Physician attitudes often hinder remote monitoring

"Are Doctors Ready for Virtual Visits?" read a New York Times headline from last week. It's a question we've been pondering for some time. Now, Dr. Pauline Chen, writing in the Times, ponders for the whole world to see.

Telemedicine has been slow to catch on, Chen says, not because of cost or technological limitations but because of--you guessed it--reluctance to change on the part of healthcare professionals. "But are doctors resisting telemedicine based on truth or on fear? And if we are afraid, how can we address or adjust those fears in a way that might better help patients?" she wonders.
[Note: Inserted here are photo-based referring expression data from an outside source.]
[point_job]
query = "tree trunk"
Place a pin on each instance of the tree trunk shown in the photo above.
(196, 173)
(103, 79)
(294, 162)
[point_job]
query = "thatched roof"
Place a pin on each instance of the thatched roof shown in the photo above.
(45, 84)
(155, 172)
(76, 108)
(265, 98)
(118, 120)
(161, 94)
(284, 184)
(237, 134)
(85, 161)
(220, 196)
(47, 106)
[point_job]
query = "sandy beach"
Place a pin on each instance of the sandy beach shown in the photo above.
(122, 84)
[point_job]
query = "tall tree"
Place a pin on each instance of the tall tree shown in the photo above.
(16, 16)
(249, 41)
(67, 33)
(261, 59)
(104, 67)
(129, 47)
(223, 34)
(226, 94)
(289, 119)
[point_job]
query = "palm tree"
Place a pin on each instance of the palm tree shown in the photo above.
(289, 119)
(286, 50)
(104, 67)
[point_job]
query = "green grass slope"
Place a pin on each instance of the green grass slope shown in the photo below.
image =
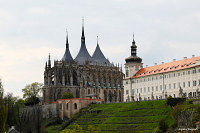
(124, 117)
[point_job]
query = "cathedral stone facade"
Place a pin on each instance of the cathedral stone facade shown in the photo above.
(85, 76)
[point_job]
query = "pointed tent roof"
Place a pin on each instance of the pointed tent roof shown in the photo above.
(83, 55)
(67, 56)
(98, 56)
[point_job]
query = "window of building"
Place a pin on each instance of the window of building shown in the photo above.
(178, 74)
(174, 85)
(156, 88)
(127, 73)
(126, 92)
(75, 106)
(183, 84)
(194, 83)
(67, 106)
(179, 84)
(188, 83)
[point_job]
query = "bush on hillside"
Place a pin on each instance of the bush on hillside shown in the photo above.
(162, 126)
(32, 101)
(172, 102)
(67, 95)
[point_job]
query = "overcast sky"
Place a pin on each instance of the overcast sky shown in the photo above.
(30, 29)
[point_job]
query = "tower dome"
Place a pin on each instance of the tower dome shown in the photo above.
(67, 56)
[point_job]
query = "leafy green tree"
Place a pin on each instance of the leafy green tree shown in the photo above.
(3, 112)
(67, 95)
(32, 90)
(31, 93)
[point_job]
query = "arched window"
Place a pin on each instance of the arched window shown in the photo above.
(67, 106)
(75, 106)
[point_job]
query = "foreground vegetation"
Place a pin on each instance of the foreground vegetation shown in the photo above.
(144, 116)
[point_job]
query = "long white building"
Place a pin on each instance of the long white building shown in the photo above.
(176, 78)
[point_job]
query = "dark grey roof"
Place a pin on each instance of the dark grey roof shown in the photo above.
(83, 56)
(67, 56)
(98, 57)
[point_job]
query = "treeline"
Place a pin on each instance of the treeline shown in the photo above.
(10, 106)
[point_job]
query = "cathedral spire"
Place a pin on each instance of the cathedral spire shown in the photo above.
(133, 48)
(83, 34)
(67, 56)
(97, 40)
(46, 65)
(67, 43)
(133, 43)
(49, 61)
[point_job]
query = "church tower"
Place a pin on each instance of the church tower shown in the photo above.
(133, 62)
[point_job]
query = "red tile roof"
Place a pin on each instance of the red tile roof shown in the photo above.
(77, 99)
(167, 67)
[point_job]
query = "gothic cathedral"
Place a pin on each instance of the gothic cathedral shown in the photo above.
(85, 76)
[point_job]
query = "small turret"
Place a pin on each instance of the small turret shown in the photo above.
(133, 57)
(49, 61)
(83, 56)
(99, 57)
(67, 56)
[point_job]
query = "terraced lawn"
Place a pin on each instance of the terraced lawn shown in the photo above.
(124, 117)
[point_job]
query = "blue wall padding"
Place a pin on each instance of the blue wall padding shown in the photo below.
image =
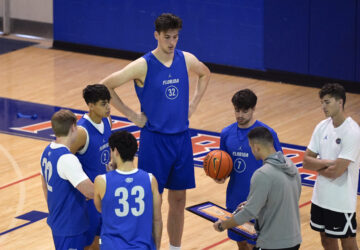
(286, 35)
(333, 39)
(357, 65)
(313, 37)
(228, 32)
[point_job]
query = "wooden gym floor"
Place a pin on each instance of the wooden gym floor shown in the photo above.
(54, 77)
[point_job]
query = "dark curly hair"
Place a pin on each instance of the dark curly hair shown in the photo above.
(125, 143)
(244, 99)
(334, 90)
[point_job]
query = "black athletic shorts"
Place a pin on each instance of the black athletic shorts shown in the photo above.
(334, 224)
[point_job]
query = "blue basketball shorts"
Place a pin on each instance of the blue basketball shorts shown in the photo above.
(76, 242)
(169, 157)
(95, 222)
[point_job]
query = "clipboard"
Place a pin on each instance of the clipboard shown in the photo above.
(213, 212)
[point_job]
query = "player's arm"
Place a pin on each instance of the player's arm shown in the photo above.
(311, 162)
(44, 187)
(99, 191)
(80, 140)
(157, 219)
(203, 72)
(136, 70)
(259, 189)
(86, 187)
(222, 147)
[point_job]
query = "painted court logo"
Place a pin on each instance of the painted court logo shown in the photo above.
(202, 141)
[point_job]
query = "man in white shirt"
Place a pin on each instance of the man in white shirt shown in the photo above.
(334, 152)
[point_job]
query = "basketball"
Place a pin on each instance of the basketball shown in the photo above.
(218, 164)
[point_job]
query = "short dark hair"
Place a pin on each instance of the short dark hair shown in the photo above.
(244, 99)
(167, 21)
(125, 143)
(95, 92)
(334, 90)
(261, 135)
(61, 122)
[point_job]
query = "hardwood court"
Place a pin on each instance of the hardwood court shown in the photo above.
(56, 77)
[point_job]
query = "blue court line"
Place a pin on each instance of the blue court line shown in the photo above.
(32, 216)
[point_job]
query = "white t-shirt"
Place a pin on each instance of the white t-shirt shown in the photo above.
(330, 143)
(69, 167)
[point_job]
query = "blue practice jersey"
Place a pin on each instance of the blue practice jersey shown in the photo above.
(67, 206)
(234, 141)
(97, 155)
(127, 211)
(165, 96)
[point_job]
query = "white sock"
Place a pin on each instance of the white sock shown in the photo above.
(174, 248)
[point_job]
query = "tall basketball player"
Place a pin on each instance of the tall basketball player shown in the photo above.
(162, 85)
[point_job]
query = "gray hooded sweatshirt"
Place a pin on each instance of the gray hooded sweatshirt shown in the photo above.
(274, 202)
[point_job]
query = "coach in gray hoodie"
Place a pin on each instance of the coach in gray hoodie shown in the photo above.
(273, 199)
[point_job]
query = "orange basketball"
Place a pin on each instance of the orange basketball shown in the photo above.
(218, 164)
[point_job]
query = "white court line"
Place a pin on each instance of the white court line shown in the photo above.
(22, 193)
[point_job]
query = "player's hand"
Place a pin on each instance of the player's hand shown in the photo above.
(110, 166)
(221, 181)
(240, 207)
(217, 226)
(140, 120)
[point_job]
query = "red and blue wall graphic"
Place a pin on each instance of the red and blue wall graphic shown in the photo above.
(33, 120)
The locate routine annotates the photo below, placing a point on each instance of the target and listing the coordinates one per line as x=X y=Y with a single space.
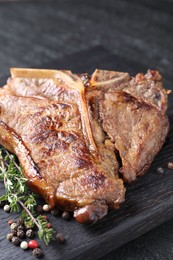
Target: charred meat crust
x=66 y=128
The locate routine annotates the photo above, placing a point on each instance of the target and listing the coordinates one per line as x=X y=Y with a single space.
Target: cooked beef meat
x=67 y=130
x=132 y=114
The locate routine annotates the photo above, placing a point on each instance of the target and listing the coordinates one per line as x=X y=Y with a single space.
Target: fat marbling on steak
x=68 y=130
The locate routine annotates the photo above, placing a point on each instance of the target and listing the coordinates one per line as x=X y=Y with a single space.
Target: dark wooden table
x=137 y=33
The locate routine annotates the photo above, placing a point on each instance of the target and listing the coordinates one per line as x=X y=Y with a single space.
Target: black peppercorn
x=20 y=233
x=15 y=240
x=66 y=215
x=37 y=252
x=55 y=212
x=60 y=238
x=30 y=233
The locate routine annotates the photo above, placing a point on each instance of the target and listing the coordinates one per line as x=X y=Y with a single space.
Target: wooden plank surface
x=140 y=35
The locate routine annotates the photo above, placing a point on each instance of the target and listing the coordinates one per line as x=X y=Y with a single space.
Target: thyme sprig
x=19 y=196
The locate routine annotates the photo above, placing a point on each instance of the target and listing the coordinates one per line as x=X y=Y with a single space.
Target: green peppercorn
x=30 y=233
x=60 y=238
x=66 y=215
x=20 y=227
x=2 y=203
x=11 y=221
x=20 y=233
x=20 y=221
x=40 y=208
x=37 y=252
x=15 y=240
x=10 y=236
x=55 y=212
x=14 y=226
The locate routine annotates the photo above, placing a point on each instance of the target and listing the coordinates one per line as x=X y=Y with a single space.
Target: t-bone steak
x=75 y=134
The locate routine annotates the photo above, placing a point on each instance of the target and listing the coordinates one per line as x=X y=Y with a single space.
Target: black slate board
x=149 y=201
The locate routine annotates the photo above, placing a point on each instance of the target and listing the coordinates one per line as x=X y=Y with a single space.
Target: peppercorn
x=24 y=245
x=66 y=215
x=20 y=227
x=29 y=225
x=37 y=252
x=33 y=244
x=160 y=170
x=30 y=233
x=15 y=240
x=20 y=221
x=2 y=203
x=20 y=233
x=55 y=212
x=10 y=236
x=40 y=208
x=44 y=217
x=46 y=207
x=11 y=221
x=6 y=208
x=48 y=225
x=60 y=238
x=14 y=226
x=170 y=165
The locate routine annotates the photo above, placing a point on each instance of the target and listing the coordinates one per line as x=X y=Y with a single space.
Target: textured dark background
x=138 y=33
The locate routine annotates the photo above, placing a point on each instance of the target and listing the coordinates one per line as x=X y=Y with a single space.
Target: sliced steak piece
x=132 y=114
x=44 y=121
x=67 y=131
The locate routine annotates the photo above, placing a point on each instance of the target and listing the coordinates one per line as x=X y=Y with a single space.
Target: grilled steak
x=68 y=130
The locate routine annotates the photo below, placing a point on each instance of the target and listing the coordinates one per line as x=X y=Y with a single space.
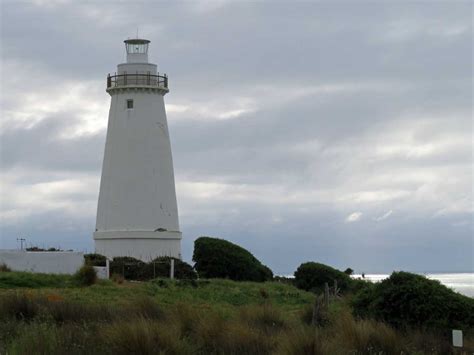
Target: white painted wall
x=137 y=213
x=56 y=262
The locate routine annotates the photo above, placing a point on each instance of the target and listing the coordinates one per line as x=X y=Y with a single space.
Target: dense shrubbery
x=95 y=259
x=312 y=276
x=406 y=299
x=86 y=276
x=134 y=269
x=218 y=258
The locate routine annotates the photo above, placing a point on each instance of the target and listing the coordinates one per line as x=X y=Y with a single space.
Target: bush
x=348 y=271
x=312 y=276
x=4 y=268
x=406 y=299
x=218 y=258
x=86 y=276
x=95 y=259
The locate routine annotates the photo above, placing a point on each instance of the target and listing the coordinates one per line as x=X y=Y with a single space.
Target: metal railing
x=137 y=79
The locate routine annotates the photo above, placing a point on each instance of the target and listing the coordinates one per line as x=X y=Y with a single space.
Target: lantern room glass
x=137 y=48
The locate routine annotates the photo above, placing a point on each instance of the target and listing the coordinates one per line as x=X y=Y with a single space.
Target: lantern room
x=137 y=50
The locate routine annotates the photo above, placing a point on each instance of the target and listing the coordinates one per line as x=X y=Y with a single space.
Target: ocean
x=460 y=282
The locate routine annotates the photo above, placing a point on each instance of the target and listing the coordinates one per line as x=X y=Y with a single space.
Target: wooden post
x=316 y=311
x=107 y=266
x=326 y=294
x=172 y=269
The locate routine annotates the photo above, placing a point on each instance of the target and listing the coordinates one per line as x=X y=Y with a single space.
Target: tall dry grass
x=48 y=324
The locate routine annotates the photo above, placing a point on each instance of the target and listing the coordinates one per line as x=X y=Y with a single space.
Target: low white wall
x=57 y=262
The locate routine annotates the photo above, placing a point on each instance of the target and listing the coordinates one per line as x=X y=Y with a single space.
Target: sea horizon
x=461 y=282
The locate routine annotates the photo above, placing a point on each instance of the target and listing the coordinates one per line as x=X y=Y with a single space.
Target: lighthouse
x=137 y=213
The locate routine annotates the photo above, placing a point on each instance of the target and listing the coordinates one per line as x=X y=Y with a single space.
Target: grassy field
x=47 y=314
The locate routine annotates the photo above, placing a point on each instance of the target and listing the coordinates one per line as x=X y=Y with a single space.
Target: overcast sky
x=339 y=132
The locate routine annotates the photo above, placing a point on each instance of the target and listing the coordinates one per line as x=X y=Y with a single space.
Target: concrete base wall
x=143 y=249
x=43 y=262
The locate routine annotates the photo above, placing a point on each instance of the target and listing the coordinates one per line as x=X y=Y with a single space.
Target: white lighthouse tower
x=137 y=214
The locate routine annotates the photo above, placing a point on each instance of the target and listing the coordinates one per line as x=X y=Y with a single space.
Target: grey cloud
x=317 y=88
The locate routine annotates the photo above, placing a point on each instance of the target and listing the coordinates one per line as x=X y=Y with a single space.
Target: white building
x=137 y=214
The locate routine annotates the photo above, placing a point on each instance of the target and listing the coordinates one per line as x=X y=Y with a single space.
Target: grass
x=52 y=315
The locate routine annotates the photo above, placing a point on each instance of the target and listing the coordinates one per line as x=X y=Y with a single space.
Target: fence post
x=172 y=269
x=107 y=268
x=326 y=294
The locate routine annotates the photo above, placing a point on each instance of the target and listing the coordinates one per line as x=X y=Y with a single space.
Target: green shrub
x=86 y=276
x=406 y=299
x=218 y=258
x=95 y=259
x=348 y=271
x=312 y=276
x=4 y=268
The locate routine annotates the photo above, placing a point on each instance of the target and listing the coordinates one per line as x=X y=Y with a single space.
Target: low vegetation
x=409 y=300
x=312 y=276
x=4 y=268
x=219 y=258
x=195 y=317
x=57 y=314
x=86 y=276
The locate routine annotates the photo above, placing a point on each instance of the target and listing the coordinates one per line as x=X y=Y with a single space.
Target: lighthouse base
x=142 y=245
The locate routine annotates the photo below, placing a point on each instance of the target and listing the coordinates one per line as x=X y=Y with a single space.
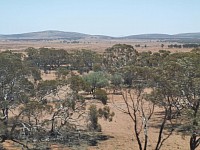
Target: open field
x=121 y=128
x=95 y=45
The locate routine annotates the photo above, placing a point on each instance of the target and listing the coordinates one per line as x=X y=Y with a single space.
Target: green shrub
x=101 y=95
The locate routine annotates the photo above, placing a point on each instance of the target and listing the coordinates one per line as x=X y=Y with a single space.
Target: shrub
x=101 y=95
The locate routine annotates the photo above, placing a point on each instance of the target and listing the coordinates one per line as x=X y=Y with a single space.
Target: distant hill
x=46 y=35
x=149 y=36
x=53 y=34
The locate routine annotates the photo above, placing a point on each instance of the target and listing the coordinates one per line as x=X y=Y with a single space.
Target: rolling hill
x=53 y=34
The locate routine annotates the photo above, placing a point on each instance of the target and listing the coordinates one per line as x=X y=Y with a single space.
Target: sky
x=100 y=17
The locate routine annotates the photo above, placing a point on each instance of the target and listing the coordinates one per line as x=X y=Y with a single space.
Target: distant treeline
x=184 y=46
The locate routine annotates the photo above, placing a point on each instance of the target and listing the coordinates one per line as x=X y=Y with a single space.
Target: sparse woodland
x=36 y=112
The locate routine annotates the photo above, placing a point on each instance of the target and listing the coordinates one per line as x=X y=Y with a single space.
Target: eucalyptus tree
x=118 y=56
x=16 y=89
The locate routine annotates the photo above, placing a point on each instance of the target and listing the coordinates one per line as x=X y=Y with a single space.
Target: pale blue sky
x=108 y=17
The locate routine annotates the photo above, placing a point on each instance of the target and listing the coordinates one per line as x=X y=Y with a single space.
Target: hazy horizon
x=111 y=18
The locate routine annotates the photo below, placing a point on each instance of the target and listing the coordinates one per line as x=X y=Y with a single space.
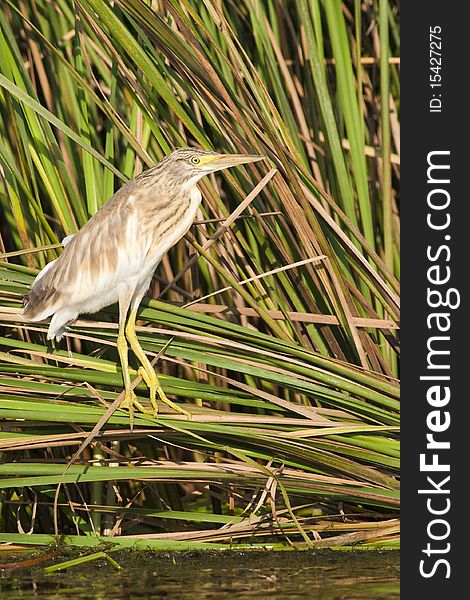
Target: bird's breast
x=171 y=229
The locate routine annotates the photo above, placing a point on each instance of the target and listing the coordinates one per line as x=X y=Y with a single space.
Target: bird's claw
x=129 y=402
x=151 y=379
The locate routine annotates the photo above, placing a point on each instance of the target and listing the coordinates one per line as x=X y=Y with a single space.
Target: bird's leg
x=148 y=373
x=130 y=399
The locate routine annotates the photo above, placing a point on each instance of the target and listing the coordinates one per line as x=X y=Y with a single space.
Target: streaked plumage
x=114 y=255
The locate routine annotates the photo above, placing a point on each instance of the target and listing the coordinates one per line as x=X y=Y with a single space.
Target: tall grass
x=286 y=354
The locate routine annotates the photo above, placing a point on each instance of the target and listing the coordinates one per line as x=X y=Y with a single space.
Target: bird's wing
x=107 y=250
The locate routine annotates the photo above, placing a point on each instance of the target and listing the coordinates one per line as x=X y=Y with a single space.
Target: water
x=325 y=575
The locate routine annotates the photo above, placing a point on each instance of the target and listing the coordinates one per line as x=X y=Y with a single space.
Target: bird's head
x=192 y=163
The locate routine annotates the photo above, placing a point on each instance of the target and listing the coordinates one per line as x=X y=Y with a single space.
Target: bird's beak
x=216 y=162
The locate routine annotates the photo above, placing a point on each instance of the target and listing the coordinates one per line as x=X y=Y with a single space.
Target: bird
x=112 y=258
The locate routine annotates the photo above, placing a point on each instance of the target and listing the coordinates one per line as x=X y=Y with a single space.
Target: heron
x=112 y=258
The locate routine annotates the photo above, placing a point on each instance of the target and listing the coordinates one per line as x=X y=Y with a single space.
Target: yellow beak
x=216 y=162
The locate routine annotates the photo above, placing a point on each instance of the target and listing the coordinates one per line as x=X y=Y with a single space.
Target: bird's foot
x=153 y=383
x=130 y=402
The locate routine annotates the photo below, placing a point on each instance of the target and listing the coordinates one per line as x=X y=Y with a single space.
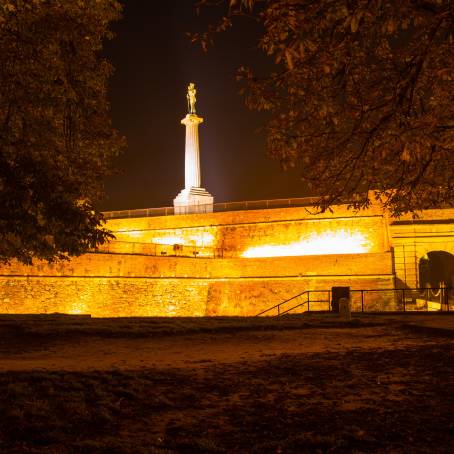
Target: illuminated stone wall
x=259 y=233
x=106 y=285
x=414 y=238
x=135 y=280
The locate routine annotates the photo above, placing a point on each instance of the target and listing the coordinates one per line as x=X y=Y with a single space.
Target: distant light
x=338 y=242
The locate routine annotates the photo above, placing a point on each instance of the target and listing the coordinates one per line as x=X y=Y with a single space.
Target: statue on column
x=191 y=98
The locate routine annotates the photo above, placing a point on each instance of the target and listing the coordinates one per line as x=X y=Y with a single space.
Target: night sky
x=154 y=61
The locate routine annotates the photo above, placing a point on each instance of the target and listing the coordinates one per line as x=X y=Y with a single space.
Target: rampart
x=131 y=279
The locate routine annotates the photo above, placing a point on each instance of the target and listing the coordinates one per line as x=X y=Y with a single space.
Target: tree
x=360 y=97
x=56 y=139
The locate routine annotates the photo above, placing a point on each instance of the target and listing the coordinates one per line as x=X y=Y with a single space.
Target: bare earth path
x=228 y=385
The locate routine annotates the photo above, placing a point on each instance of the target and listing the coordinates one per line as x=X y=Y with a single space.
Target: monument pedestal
x=193 y=200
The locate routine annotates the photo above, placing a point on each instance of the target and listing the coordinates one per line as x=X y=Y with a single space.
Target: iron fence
x=427 y=299
x=216 y=207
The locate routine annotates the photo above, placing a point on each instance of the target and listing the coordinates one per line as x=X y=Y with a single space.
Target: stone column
x=192 y=152
x=193 y=198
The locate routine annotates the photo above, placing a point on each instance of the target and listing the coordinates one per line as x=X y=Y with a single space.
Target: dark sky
x=154 y=61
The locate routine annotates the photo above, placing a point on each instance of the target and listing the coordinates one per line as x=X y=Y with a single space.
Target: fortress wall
x=237 y=232
x=108 y=285
x=413 y=238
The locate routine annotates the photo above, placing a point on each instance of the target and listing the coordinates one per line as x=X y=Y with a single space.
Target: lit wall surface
x=265 y=261
x=260 y=233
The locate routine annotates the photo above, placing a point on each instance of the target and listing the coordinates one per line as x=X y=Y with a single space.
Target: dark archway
x=436 y=267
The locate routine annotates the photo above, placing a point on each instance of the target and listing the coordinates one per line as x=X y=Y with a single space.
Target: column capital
x=191 y=119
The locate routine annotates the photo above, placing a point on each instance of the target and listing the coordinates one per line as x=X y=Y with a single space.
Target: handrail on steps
x=283 y=302
x=308 y=301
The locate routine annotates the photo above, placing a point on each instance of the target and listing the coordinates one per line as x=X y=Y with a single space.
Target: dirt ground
x=308 y=384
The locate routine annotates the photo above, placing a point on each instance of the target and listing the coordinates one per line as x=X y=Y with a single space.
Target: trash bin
x=336 y=294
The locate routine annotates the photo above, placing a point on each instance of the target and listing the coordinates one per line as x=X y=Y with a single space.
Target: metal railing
x=427 y=299
x=305 y=296
x=216 y=207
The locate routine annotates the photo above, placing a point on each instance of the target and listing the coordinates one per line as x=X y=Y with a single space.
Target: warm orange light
x=203 y=239
x=339 y=242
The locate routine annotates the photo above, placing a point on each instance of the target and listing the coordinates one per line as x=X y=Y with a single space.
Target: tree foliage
x=361 y=96
x=56 y=139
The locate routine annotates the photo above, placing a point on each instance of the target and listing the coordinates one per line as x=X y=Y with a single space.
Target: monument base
x=193 y=200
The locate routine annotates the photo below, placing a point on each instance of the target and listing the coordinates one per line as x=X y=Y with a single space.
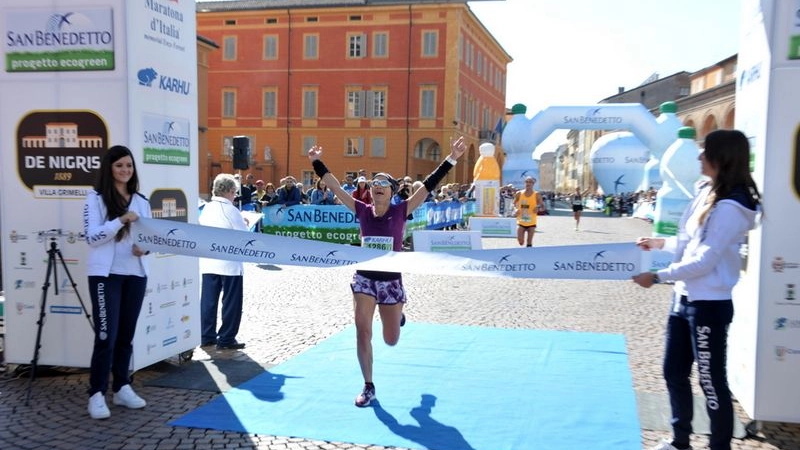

Chen cites a University of Texas Medical School study, published in the Journal of the American Medical Association, that was unable to find a definitive link between remote monitoring of ICU patients and reduced mortality or length of stay. A possible explanation, Chen says, was that most doctors that participated in the study made minimal use of remote monitoring technologies. "Many were worried about telemedicine's effect on their relationships with patients and that it might adversely affect care," she wrote.

"Some physicians felt we were being too intrusive," explains Dr. Bela Patel, executive medical director of critical care at Memorial Hermann Hospital-Texas Medical Center, and lead study author. "We would recommend changing the ventilator settings, for example, but it wouldn't be how they practiced. The doctors would respond, 'It's my patient; leave me alone.' They did not want 20 people looking in on their patient and seeing if anything else could be done." Patel says nurses expressed similar attitudes.